I started the day at 41 birds - sightings gathered from January 1 until this trip. I ended the day with 26 more for a total of 67. The journey home was carefree, giddy with pride - you might say I was quite pleased with myself.....until just past dusk I reached the off-ramp at 216 (to Declo). Suddenly I came upon a tall street light that lay across the road. The jeep hit it straight on, blowing out two tires, and cracking the wheel wide open. Each car behind me also struck the pole - one by one we each pulled over with blown tires and untold damage to the under carriage.
With the estimate today, it looks like those birds cost me $61.53 each.

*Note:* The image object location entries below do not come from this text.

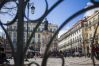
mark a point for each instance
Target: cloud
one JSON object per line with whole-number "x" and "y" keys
{"x": 90, "y": 12}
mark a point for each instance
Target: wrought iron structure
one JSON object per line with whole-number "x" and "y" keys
{"x": 19, "y": 54}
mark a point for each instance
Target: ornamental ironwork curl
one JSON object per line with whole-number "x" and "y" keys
{"x": 19, "y": 54}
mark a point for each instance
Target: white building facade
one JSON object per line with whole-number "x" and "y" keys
{"x": 72, "y": 40}
{"x": 38, "y": 39}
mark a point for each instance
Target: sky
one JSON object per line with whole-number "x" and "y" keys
{"x": 58, "y": 15}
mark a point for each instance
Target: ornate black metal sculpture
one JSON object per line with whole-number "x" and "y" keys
{"x": 19, "y": 54}
{"x": 46, "y": 24}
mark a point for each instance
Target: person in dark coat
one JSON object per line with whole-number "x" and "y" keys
{"x": 3, "y": 56}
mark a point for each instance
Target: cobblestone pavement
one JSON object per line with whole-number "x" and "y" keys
{"x": 69, "y": 61}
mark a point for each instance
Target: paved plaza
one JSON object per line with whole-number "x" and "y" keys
{"x": 69, "y": 61}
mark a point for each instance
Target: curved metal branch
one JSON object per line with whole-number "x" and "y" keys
{"x": 9, "y": 39}
{"x": 94, "y": 2}
{"x": 63, "y": 24}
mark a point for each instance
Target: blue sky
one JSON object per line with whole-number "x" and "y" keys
{"x": 59, "y": 14}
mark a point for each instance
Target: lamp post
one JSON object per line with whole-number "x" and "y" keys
{"x": 32, "y": 11}
{"x": 71, "y": 47}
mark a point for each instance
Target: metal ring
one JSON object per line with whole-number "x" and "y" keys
{"x": 14, "y": 19}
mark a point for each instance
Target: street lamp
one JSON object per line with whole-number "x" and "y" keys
{"x": 32, "y": 11}
{"x": 32, "y": 8}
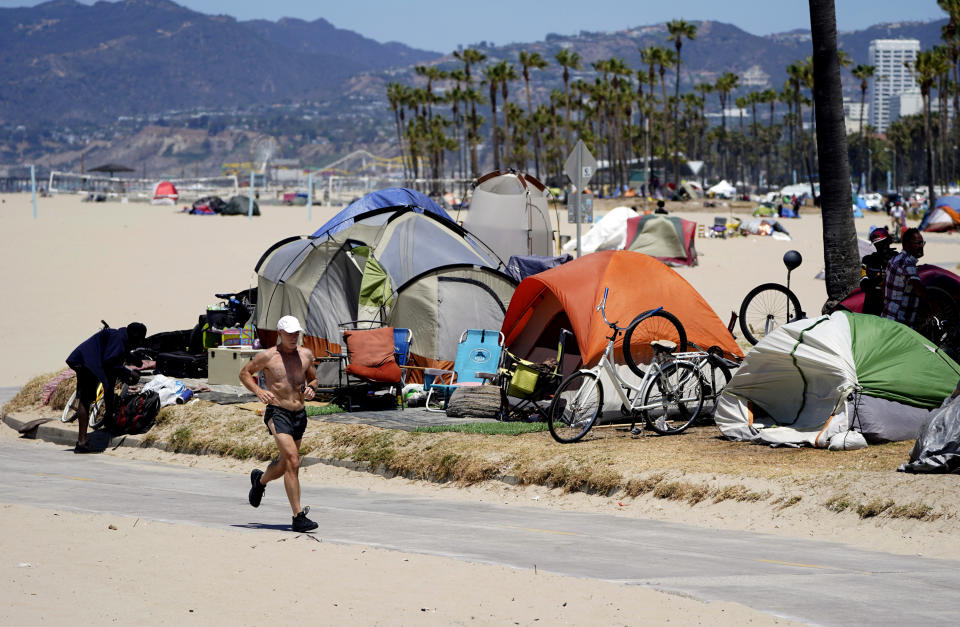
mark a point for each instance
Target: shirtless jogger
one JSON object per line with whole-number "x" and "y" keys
{"x": 291, "y": 379}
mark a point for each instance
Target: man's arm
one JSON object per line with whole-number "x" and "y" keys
{"x": 310, "y": 376}
{"x": 251, "y": 368}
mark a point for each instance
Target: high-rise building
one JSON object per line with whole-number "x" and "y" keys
{"x": 892, "y": 76}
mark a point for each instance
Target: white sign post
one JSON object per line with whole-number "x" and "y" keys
{"x": 579, "y": 168}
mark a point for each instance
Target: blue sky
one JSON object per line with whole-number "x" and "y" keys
{"x": 443, "y": 24}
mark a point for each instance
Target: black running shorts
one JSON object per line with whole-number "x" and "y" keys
{"x": 293, "y": 423}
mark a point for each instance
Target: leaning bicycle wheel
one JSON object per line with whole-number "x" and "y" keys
{"x": 765, "y": 308}
{"x": 674, "y": 398}
{"x": 575, "y": 407}
{"x": 70, "y": 409}
{"x": 646, "y": 328}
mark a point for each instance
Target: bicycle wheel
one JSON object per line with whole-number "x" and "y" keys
{"x": 765, "y": 308}
{"x": 575, "y": 407}
{"x": 70, "y": 409}
{"x": 943, "y": 306}
{"x": 673, "y": 398}
{"x": 660, "y": 325}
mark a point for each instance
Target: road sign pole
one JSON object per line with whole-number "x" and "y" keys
{"x": 309, "y": 196}
{"x": 33, "y": 188}
{"x": 579, "y": 197}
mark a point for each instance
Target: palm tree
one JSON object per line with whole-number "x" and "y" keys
{"x": 468, "y": 57}
{"x": 769, "y": 96}
{"x": 925, "y": 70}
{"x": 395, "y": 95}
{"x": 678, "y": 29}
{"x": 508, "y": 72}
{"x": 532, "y": 60}
{"x": 492, "y": 79}
{"x": 840, "y": 252}
{"x": 568, "y": 61}
{"x": 726, "y": 83}
{"x": 863, "y": 73}
{"x": 663, "y": 58}
{"x": 950, "y": 33}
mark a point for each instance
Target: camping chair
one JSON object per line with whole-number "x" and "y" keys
{"x": 371, "y": 362}
{"x": 719, "y": 227}
{"x": 524, "y": 384}
{"x": 478, "y": 354}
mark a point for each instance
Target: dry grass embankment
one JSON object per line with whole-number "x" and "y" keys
{"x": 693, "y": 468}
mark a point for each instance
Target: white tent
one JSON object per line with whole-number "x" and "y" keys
{"x": 608, "y": 233}
{"x": 800, "y": 385}
{"x": 510, "y": 212}
{"x": 723, "y": 189}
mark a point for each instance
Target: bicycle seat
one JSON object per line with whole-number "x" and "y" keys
{"x": 663, "y": 346}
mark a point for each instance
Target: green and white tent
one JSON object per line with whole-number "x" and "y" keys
{"x": 800, "y": 384}
{"x": 385, "y": 258}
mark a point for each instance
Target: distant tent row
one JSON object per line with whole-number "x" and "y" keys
{"x": 670, "y": 239}
{"x": 214, "y": 205}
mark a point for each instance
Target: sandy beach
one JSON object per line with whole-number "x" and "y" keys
{"x": 163, "y": 267}
{"x": 78, "y": 263}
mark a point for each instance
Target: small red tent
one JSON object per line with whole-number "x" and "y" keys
{"x": 567, "y": 297}
{"x": 165, "y": 193}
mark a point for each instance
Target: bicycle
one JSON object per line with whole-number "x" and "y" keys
{"x": 716, "y": 371}
{"x": 770, "y": 305}
{"x": 670, "y": 395}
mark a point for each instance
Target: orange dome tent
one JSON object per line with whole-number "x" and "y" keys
{"x": 567, "y": 297}
{"x": 165, "y": 193}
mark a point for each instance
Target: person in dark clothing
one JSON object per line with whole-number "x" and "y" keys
{"x": 100, "y": 360}
{"x": 874, "y": 268}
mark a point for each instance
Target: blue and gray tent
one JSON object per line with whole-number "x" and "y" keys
{"x": 384, "y": 202}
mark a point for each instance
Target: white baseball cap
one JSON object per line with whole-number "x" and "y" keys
{"x": 289, "y": 324}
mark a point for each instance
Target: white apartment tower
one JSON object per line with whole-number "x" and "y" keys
{"x": 891, "y": 78}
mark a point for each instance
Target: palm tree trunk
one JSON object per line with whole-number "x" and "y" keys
{"x": 840, "y": 251}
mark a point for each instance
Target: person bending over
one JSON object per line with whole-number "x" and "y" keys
{"x": 290, "y": 379}
{"x": 99, "y": 360}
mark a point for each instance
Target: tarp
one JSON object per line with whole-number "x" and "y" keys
{"x": 792, "y": 387}
{"x": 608, "y": 233}
{"x": 937, "y": 448}
{"x": 567, "y": 297}
{"x": 667, "y": 238}
{"x": 520, "y": 267}
{"x": 510, "y": 212}
{"x": 355, "y": 273}
{"x": 944, "y": 216}
{"x": 239, "y": 205}
{"x": 723, "y": 189}
{"x": 391, "y": 197}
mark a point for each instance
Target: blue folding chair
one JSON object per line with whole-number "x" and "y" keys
{"x": 478, "y": 353}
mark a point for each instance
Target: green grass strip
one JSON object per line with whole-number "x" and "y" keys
{"x": 488, "y": 428}
{"x": 313, "y": 410}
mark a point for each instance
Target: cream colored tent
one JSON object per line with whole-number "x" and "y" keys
{"x": 509, "y": 213}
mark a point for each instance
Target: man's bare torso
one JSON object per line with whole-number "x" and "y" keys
{"x": 285, "y": 375}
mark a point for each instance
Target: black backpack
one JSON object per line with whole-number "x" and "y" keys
{"x": 136, "y": 413}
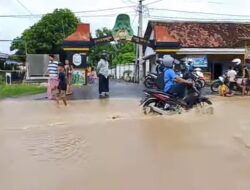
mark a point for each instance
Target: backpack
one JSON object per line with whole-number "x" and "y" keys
{"x": 160, "y": 84}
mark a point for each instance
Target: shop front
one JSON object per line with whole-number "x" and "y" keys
{"x": 211, "y": 46}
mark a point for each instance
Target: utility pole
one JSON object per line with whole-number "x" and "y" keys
{"x": 139, "y": 49}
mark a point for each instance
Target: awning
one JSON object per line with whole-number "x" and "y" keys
{"x": 80, "y": 40}
{"x": 211, "y": 51}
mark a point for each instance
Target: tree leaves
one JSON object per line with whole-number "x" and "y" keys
{"x": 47, "y": 35}
{"x": 121, "y": 52}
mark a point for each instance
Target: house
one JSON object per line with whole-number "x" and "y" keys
{"x": 212, "y": 45}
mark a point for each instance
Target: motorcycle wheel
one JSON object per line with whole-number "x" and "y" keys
{"x": 148, "y": 83}
{"x": 215, "y": 86}
{"x": 147, "y": 108}
{"x": 203, "y": 82}
{"x": 199, "y": 84}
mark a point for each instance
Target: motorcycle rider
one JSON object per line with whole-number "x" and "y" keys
{"x": 231, "y": 74}
{"x": 173, "y": 83}
{"x": 190, "y": 65}
{"x": 241, "y": 72}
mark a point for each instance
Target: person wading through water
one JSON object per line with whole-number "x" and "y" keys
{"x": 69, "y": 74}
{"x": 103, "y": 74}
{"x": 53, "y": 76}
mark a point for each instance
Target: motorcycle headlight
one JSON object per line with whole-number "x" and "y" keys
{"x": 221, "y": 79}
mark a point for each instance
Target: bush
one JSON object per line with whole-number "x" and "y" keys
{"x": 2, "y": 81}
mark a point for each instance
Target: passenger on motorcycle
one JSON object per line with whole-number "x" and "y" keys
{"x": 231, "y": 74}
{"x": 190, "y": 65}
{"x": 173, "y": 84}
{"x": 242, "y": 75}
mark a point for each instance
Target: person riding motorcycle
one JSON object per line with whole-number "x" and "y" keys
{"x": 238, "y": 67}
{"x": 173, "y": 83}
{"x": 242, "y": 75}
{"x": 190, "y": 65}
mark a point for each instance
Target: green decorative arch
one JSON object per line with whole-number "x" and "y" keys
{"x": 122, "y": 29}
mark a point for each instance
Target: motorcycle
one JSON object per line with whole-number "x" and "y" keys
{"x": 223, "y": 80}
{"x": 164, "y": 104}
{"x": 200, "y": 77}
{"x": 151, "y": 78}
{"x": 215, "y": 86}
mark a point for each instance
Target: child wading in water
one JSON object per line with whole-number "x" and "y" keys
{"x": 62, "y": 87}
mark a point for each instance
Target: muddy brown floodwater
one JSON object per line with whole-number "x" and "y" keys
{"x": 110, "y": 145}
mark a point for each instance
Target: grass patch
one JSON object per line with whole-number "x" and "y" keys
{"x": 16, "y": 90}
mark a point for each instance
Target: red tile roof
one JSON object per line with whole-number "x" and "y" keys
{"x": 162, "y": 35}
{"x": 82, "y": 33}
{"x": 202, "y": 35}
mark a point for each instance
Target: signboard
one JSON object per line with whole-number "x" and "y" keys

I can't help but wonder. if I had just spent a few minutes less studying the flock of American Pipits, or perhaps staying five more minutes looking for Rob's mysteriously disappearing Greater White-fronted Goose, I would have made it home before the pole blew down, or late enough to be warned by the emergency vehicles that arrived quickly to the scene. The fact is, a big year birder has not the time to count the cost. There are only 350 days left, and I have hundreds of birds to go.
January 25, 2020
What’s in a bird name?
On January 17, a juvenile (first winter) Harris’s Sparrow popped out of a bush at the visitor center – probably the same one I observed on November 27 less than two months ago. Who is Harris, and why is this bird named after him? “Hey Google….” Hmm – Edward Harris – not the one in Apollo 13, the Firm, The Rock, or Enemy at the Gates. Apparently he’s the horse breeding philanthropist who hung out with birding legend John James Audubon. Audubon honored his naturalist buddy with both the sparrow and Harris’s Hawk – a Parabuteo I’m not going to get in Idaho.
The next day I fell in with a small flock of cedar waxwings at Stines Creek Picnic Area. Most were darting in and out of a Rocky Mountain Juniper (aka cedar). Right place, right time, right name. Oh, but the waxwing refers to the Carnauba wax that the bird produces and excretes from its axillaries… just kidding. Wikipedia says, “Some of the wing feathers have red tips, the resemblance of which to sealing wax gives these birds their common name.”
This past Monday, I paid due respects to Martin Luther King Jr - also a birder (no?), got dressed and was all set to chase down the day’s target bird: Red-breasted Nuthatch. All of a sudden one flew into my feeder and totally ruined the day. I didn’t have a back-up plan. Seriously? – red-breasted? It should have been “rust-breasted. Even Sibley describes it as orange. Whatever…#70.
Tuesday found me in Boise in the director’s meeting room on a conference call, talking resources stewardship strategies with my NPS colleagues. Good stuff! Can’t wait to get going on that project this year. But, truth be told, a flock of Black-capped Chickadees (#71) swarmed the bush outside the window, and for a moment I heard nothing but “chickadee dee dee.” Appropriately named? Check! Pardon me, could you repeat what you just said about strategies?”
Which brings me to today. My goal was to at least hear if not observe the wily Spotted Towhee. Up to Stines Creek Picnic Area I went, passing a full parking lot at the Castle Rocks Trail Head. Strangely, no one was at Stines. Out comes the bird song app. I play a few seconds of the call. Immediately, as if waiting all morning for me to show up, Towhee (#72) scolds back from the bitterbrush…towhee.
It’s really not that hard to remember bird names when half the noise in any given forest is an avian creature shouting its name at you. I can almost hear a sparrow shouting “Edward Harris!”